Igor Strawinsky
The Soldier’s Tale
Roger Waters (Sprecher), Bridgehampton Chamber Music Festival Orchestra
Roger Waters, Mastermind der Popgruppe Pink Floyd, hat mit dieser Aufnahme erneut einen Ausflug in die Welt der sogenannten ernsten Musik unternommen, nachdem er bereits vor Jahren eine klassische Oper mit Achtungserfolg komponierte. Als Erzähler brilliert Waters hier vom ersten bis zum letzten Wort. Musiker des Bridgehampton Chamber Music Festival zaubern die Instrumentalstimmen sauber und ausdrucksvoll – kurz: eine sehr gelungene Einspielung, aufgenommen in der Bridgehampton Presbyterian Church.

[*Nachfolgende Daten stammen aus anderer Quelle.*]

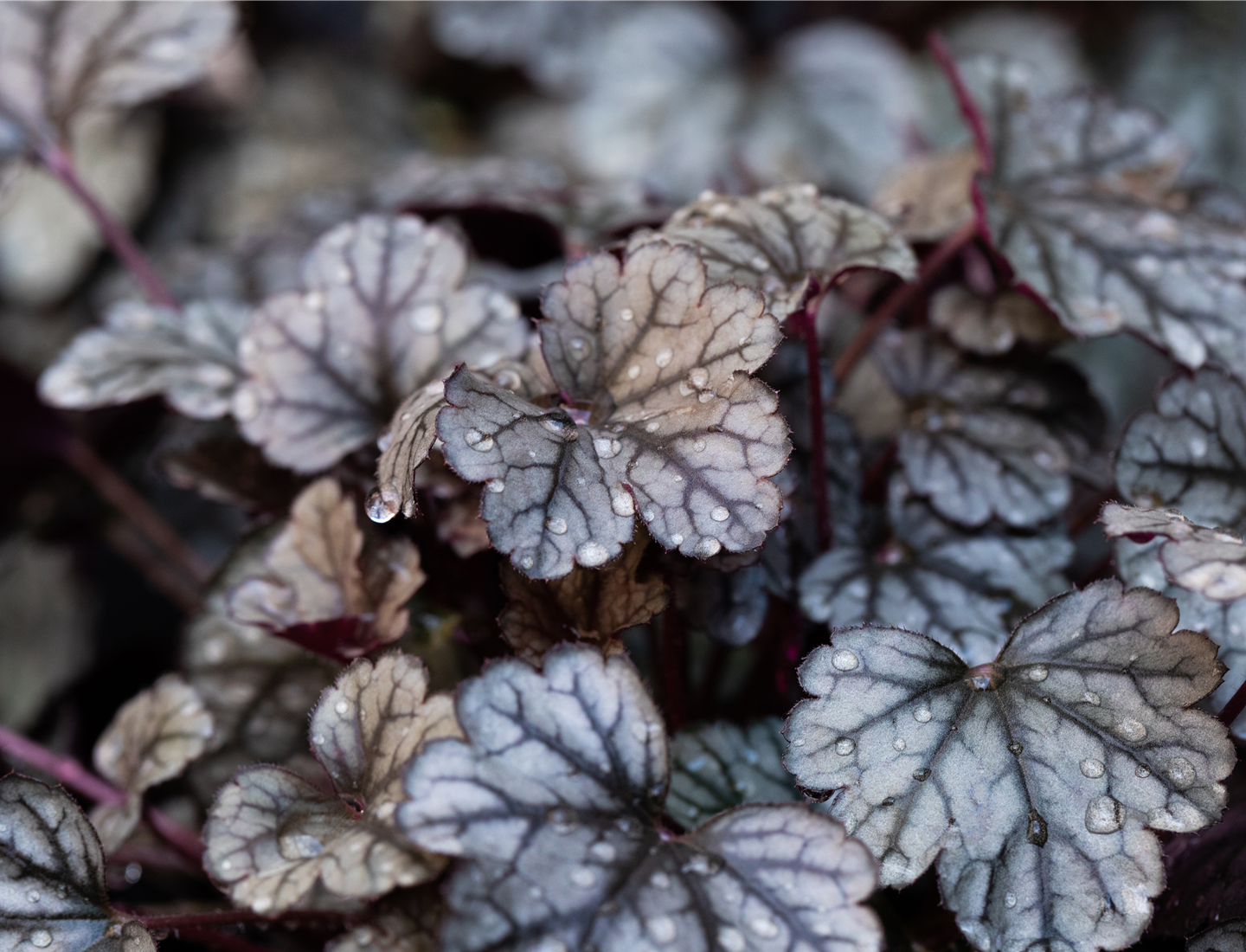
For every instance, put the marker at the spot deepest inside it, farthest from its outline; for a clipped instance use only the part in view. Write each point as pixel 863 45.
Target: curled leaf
pixel 677 429
pixel 53 894
pixel 272 836
pixel 319 586
pixel 552 799
pixel 582 605
pixel 783 238
pixel 382 317
pixel 716 767
pixel 150 740
pixel 189 357
pixel 1030 779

Doch Waters wäre nicht Waters, wenn er sich mit einer sehr guten Einspielung und verblüffend intensiv gelesenen Texten zufrieden gäbe. Das Cover der CD zeigt ein junges Paar von hinten, allein im Kino sitzend, der junge Mann trägt eine Uniform. Die Leinwand zeigt den Titel der CD – doch links vorn öffnet sich klammheimlich eine Tür. Im orangefarbenen Licht der Gangbeleuchtung dahinter erscheint der Teufel im Jackett höchstpersönlich, erkennbar an den Hörnern. Die Silhouette des Teufels erinnert stark an den amerikanischen Präsidenten Trump, dessen Politik Waters in seiner künstlerischen Arbeit und in vielen politischen Statements stark und deftig kritisiert.
Roger Waters (Jahrgang 1943), dessen Vater und Großvater ihre Leben als Soldaten in den Weltkriegen des vergangenen Jahrhunderts verloren, thematisiert diese traumatischen Verlusterlebnisse immer wieder. Waters liest die Texte mit klarer Aussprache, zusätzlich sind sie im Booklet komplett abgedruckt, sodass nicht fließend Englisch verstehende Zuhörer sie zum besseren Verständnis mitlesen können. Der Soldat kommt mit nöligem südenglischen Akzent daher, ein bisschen naiv und jung. Der Teufel hat gehörig viel schmierigen Charme abbekommen und als Erzähler wirkt Waters wie ein sehr wacher, latent leicht amüsierter Chronist. Damit reiht sich Waters (der umtriebige und polarisierende Großmeister des Prog-Rock unter dem Label Pink Floyd, erfolgreich mit Soloproduktionen, immer noch international führend in den Popshows mit brillanter Showtechnik und zugleich Texter mit Sprachgefühl, Witz und teils anrührendem Gefühl, ausgestattet mit einem Händchen für volksliedhaft simple, fast zarte Melodien) in die Reihe der großen Namen wie Peter Ustinov ein, die L’histoire du soldat ebenfalls ihre Stimme liehen.
Den Musikern gelingt jeder Satz gut, ein jeder beherrscht sein Instrument. Die hochkarätige Besetzung (Stephen Williamson, Soloklarinettist des Chicago Symphony Orchestra; Fagottist Peter Kolkay, Trompeter David Krauss und Posaunist Demian Austin vom MET Orchestra; Geiger und Komponist Colin Jacobsen; Bassist Donald Palma und Schlagzeuger Ian David Rosenbaum) besteht aus profilierten Solisten. Da sitzt jeder Ton, da kann man es sich leisten, in die Musik hinein zu horchen und sie wirken zu lassen.
Diese fast anderthalbstündige Einspielung weist übrigens weder Längen noch musikalische Schwächen auf und lädt zum Durchhören ein.